Background: Achieving equity in access to care is a priority at both national and provincial levels in Canada to address health disparities. However, equitable access remains a challenge due to significantly higher rheumatoid arthritis (RA) prevalence in vast rural areas, whereas the RA care providers are primarily concentrated in the two largest cities. Rural-urban disparities in access may be partially attributed to geographic barriers. It is important to measure travel burden of people with RA for developing targeted interventions and policies to mitigate identified geographic barriers and informing equitable access to health care.

Methods: A cross-sectional study was conducted between April 1, 2019 and March 31, 2020 for people with RA in Alberta, Canada. RA cohort was identified using a validated RA case definition based on administrative health data. Travel time between patients' postal codes and providers' clinic postal codes was calculated using network analysis. Median travel time was reported at geographic area level. Wilcoxon Rank Sum Test was applied to test the statistical significance between rural-urban categories. The distance decay effect of travel time on health care utilizaton was modelled using a reverse cumulative probability approach.

Results: RA patients took a median of 13 min (IQR: 5-28) to visit general practitioners (GPs) and 34 min (IQR: 21-51) to visit rheumatologists. There were significant rural-urban disparities in access to GP and rheumatology care. The results showed a 4-fold difference in GP travel time (remote areas:5 min, IQR 5-79; moderate metro:20 min, IQR 7-34) and 8.7-fold difference to rheumatologist visit (remote: 226 min, IQR 165-331; metro: 26 min, IQR 17-36) across the rural-urban continuum. Remote patients experienced the longest travel time to rheumatology care but the shortest median travel time to GP care. In remote areas, travel time showed the weakest impact on health care utilization compared to other rural-urban continuum.

Conclusions: Measuring the travel burden for people with RA to access care reveals patterns about the differences in how far patients travelled to seek RA care based on their residential geographic location. These findings will provide evidence to inform health care planning and address observed disparities towards the goal of achieving equitable care.
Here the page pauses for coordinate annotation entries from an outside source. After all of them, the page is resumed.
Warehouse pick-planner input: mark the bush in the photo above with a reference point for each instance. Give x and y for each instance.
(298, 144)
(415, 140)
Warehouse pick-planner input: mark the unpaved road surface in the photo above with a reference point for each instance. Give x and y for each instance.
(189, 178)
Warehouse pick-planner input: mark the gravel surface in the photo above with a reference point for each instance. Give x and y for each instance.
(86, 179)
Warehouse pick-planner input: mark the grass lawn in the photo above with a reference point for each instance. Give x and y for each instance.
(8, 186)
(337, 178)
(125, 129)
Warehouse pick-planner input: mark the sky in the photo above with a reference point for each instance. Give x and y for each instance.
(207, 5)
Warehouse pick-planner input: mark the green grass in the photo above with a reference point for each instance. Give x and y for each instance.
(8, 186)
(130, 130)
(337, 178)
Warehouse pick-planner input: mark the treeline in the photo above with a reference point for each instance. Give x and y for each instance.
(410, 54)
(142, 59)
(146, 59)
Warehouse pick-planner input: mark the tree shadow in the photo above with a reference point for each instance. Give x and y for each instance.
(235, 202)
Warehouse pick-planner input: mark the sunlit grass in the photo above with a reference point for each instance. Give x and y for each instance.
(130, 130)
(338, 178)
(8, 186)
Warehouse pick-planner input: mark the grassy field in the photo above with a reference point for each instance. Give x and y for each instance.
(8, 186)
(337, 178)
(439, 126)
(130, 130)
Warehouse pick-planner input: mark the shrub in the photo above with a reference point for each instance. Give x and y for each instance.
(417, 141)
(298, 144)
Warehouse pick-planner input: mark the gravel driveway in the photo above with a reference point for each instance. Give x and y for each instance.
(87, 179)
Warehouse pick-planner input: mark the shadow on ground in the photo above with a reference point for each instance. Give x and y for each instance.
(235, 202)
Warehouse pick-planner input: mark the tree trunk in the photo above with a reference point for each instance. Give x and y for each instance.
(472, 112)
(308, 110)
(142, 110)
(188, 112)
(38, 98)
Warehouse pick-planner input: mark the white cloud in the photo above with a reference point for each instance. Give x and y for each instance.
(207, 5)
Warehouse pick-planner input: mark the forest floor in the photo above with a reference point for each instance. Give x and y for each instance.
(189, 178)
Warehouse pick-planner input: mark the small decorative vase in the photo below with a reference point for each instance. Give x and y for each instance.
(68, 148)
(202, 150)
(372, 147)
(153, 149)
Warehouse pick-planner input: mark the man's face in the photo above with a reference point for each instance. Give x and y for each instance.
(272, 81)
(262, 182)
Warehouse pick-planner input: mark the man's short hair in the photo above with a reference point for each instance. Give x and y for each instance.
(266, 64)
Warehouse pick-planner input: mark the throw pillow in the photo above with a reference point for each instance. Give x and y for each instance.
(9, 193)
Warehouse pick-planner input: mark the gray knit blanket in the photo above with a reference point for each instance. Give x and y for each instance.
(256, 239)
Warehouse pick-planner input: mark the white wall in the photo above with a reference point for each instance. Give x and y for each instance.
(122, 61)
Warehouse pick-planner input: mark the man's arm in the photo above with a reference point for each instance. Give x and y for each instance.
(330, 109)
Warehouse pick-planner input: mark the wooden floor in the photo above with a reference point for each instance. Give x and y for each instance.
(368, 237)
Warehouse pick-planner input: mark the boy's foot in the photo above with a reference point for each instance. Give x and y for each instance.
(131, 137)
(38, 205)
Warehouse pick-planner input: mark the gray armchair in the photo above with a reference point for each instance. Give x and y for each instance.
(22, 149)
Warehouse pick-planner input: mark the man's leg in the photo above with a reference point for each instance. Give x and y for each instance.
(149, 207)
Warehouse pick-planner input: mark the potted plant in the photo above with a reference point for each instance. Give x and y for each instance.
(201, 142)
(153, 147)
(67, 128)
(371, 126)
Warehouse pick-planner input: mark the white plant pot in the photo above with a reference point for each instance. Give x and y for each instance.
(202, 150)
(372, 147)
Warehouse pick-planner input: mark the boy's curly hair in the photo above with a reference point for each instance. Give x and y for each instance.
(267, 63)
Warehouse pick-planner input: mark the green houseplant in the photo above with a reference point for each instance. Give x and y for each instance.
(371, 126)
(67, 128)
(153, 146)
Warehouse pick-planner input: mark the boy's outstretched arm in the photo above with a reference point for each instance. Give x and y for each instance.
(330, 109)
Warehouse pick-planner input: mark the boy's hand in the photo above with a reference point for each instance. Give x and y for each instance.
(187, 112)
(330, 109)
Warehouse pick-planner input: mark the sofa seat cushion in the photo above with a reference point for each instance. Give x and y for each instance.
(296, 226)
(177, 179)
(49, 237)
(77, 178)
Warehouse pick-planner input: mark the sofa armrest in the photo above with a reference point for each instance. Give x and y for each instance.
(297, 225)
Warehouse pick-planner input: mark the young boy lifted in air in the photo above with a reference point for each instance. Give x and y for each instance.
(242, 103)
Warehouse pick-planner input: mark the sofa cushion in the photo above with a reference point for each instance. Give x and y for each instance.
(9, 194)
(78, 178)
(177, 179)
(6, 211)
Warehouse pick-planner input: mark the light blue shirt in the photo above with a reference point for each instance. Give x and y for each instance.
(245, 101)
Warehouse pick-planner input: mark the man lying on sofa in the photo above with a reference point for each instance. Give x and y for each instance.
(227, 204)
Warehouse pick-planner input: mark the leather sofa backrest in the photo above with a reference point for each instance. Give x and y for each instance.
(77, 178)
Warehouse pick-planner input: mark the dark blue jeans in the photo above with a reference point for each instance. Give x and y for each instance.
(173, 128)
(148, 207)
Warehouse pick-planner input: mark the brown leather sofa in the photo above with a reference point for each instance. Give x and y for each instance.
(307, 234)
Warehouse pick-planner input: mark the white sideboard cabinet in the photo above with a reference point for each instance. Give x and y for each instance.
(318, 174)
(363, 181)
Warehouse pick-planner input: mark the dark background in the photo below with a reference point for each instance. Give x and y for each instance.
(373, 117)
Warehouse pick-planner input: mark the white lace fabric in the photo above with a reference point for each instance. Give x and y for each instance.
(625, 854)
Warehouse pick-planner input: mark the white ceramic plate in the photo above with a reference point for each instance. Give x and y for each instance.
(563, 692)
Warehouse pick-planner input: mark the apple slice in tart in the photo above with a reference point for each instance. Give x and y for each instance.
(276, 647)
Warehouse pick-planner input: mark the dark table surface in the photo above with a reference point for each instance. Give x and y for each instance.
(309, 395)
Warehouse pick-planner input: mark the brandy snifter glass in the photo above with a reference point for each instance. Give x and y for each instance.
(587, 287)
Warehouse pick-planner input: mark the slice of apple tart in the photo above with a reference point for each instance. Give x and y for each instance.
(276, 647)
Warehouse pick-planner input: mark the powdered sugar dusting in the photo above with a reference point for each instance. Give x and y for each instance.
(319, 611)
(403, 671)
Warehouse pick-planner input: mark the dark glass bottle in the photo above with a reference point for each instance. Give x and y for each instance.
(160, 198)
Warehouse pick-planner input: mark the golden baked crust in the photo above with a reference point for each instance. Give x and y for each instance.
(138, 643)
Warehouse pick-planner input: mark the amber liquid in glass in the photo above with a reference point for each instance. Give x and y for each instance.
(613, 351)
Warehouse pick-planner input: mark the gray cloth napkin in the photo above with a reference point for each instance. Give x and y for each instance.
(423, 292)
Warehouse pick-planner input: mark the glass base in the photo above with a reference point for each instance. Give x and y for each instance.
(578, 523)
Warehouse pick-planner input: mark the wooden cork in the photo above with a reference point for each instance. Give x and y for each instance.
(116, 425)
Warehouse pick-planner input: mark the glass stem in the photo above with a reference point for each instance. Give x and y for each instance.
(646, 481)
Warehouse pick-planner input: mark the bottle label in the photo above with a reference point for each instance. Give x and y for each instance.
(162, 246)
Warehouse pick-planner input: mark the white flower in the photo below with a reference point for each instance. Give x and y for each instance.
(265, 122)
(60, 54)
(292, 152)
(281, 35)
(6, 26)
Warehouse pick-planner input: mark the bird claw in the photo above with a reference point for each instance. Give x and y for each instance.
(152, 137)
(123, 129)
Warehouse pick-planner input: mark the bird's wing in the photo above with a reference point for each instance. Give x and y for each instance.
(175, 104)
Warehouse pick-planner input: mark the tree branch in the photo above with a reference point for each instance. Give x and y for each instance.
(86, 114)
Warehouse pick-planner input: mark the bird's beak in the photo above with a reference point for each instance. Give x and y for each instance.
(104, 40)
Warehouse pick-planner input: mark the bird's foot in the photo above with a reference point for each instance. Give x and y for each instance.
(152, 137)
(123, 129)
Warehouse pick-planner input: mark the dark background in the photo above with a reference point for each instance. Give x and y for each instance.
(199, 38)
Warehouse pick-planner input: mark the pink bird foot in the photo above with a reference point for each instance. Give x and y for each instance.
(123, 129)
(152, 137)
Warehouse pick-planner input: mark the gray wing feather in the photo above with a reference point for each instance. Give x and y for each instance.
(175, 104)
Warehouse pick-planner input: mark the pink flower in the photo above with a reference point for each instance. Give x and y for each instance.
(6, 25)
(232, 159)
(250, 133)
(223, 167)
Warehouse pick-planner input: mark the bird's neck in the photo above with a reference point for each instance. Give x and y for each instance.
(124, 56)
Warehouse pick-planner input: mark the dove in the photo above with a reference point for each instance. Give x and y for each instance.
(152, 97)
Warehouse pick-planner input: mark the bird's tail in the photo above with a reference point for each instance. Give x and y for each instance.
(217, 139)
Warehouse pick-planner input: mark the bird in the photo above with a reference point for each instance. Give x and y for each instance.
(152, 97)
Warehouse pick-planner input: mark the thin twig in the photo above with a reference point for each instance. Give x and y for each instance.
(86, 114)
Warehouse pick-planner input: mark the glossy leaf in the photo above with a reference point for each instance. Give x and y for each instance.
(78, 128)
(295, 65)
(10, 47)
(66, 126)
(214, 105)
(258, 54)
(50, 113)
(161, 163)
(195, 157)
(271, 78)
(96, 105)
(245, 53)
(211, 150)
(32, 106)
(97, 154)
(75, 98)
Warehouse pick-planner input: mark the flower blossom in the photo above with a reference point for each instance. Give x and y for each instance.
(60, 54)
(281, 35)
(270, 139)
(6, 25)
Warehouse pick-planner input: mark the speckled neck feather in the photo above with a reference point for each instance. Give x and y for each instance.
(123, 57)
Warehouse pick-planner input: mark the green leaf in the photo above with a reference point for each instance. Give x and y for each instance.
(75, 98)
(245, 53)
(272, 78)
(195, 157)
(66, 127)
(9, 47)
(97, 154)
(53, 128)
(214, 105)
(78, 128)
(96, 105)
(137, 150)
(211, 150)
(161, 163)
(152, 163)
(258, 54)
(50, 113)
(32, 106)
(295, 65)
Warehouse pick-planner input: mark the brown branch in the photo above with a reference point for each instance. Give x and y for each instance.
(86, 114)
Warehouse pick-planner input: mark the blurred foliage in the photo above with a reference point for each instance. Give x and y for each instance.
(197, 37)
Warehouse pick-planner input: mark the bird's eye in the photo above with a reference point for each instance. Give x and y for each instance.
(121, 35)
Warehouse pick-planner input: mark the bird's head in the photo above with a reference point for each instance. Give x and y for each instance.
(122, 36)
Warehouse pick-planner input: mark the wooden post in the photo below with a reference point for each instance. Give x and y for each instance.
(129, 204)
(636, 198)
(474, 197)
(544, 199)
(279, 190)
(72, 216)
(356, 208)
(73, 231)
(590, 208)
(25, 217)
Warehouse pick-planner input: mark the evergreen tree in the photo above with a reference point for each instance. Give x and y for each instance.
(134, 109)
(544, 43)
为公平获得医疗服务提供依据:关于类风湿关节炎患者前往基层医疗机构和风湿病医疗机构的旅行负担的横断面研究。
背景:在获得保健方面实现公平是加拿大国家和省一级解决保健差距的优先事项。然而,由于类风湿关节炎(RA)在广大农村地区的患病率明显较高,公平获取仍然是一个挑战,而类风湿关节炎护理提供者主要集中在两个最大的城市。城乡在获取方面的差异可能部分归因于地理障碍。衡量风湿性关节炎患者的旅行负担对于制定有针对性的干预措施和政策以减轻已确定的地理障碍并告知公平获得卫生保健非常重要。方法:在2019年4月1日至2020年3月31日期间,对加拿大阿尔伯塔省的RA患者进行了一项横断面研究。使用基于行政健康数据的有效RA病例定义确定RA队列。使用网络分析计算患者与提供者诊所邮编之间的旅行时间。旅行时间中位数按地理区域水平报告。采用Wilcoxon秩和检验检验城乡分类间的显著性。利用反向累积概率方法,建立了出行时间对医疗保健利用的距离衰减效应模型。结果:RA患者去看全科医生(gp)的平均时间为13分钟(IQR: 5-28),去看风湿病学家的平均时间为34分钟(IQR: 21-51)。在获得全科医生和风湿病护理方面存在显著的城乡差异。结果显示,两地GP出行时间相差4倍(偏远地区:5分钟,IQR 5-79;中度地铁:20分钟,IQR 7-34)和风湿病医生就诊的8.7倍差异(远程:226分钟,IQR 165-331;地铁:26分钟,IQR 17-36)跨越城乡连续体。偏远地区患者到风湿科就诊的路程最长,但到全科医生就诊的路程中值最短。在偏远地区,与其他城乡连续体相比,出行时间对医疗保健利用的影响最弱。结论:测量类风湿关节炎患者获得治疗的旅行负担揭示了基于居住地理位置的患者寻求类风湿关节炎治疗的路程差异模式。这些发现将为卫生保健规划提供证据,并解决为实现公平护理目标而观察到的差异。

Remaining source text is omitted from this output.